Be realistic about current and future usage
Web browsing, Mail and iTunes? Digital camera with which you shoot only JPEGs? For such tasks, just about any current Mac will do.
Needs can change over time; professionals in particular might find that serviceability and expandability might be key factors as a business or workload grows: this might mean a Mac Pro is a much better investment than an iMac or MacMini.
Dead-end Macs means any Mac limited in ways that offer no solution: e.g., a memory of 16GB. The memory limit is a “hard” limit, with no options.
Storage and PCIe slots used to be the province of the Mac Pro, and these areas offer solutions for many (but not all) configurations via USB3 and Thunderbolt, witih products like the OWC Helios.
Application performance and your Mac PERMALINK
Applications vary in speed based on a variety of factors. Influences on application performance include:
- Memory. Insist on 16GB unless used only for web/email and light duty.
- CPU clock speed, faster is better, but the very fastest is not necessary.
- CPU cores: insist on four cores except for light duty.
- Hard drive: SSD preferred for most every purpose.
- Graphics card: all graphics cards are fast enough for general use.
- Network speed: ethernet for high performance, wireless OK otherwise.
Specialty needs (very large files, serious video work, etc) demand lots of memory and at least six CPU cores.
CPU speed and cores
A good rule of thumb for CPU speed is to pay proportionally. For example, a 3.0GHz CPU is 7% faster than a 2.8GHz model. Paying 7% more, perhaps 10% more is reasonable; paying 30% more is not a good value; in such cases consider more memory and/or more or faster hard drives instead. Note however that sometimes the type of CPU and the clock speed both change; in this case the computation is not so simple, and remember also that the CPU generally cannot be upgraded.

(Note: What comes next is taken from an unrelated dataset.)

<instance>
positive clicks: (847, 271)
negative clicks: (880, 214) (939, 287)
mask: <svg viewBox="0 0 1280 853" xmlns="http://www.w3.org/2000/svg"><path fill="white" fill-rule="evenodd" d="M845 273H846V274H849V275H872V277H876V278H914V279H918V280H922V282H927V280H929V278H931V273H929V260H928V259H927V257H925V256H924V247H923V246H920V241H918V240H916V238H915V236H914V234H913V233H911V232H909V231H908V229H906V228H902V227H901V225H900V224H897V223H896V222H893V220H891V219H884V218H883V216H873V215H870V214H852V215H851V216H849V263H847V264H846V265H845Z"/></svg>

Insist on four CPU cores for any semi-serious use, six or eight or 12 cores for serious photography or video, but two fast cores are fine for web and email and light duty.
8GB is enough for light duty, but prefer 16GB in all Macs, 32GB for iMac and Mac Pro (or more).
A solid state drive (SSD) is greatly preferred. Use hard drives for the big stuff (images, video, etc).
Generally of no concern for most users. Gamers, video processing and speciality uses can benefit however.
Refurbished is an excellent way to save ~15%. Just be sure to not buy into old models that might lack important features. see the Refurbished page.
AppleCare (extended warranty) is a good value on high-end systems, especially when the system includes an Apple monitor. On less expensive systems it’s not as good a value on a relative basis.
Laptops come at premium prices for the performance they deliver. Don’t pay for a laptop if it’s just going to remain on your desk.
You can usually get the same or better performance at lower cost by going with a desktop machine instead of a laptop. That means a Mac Pro or iMac.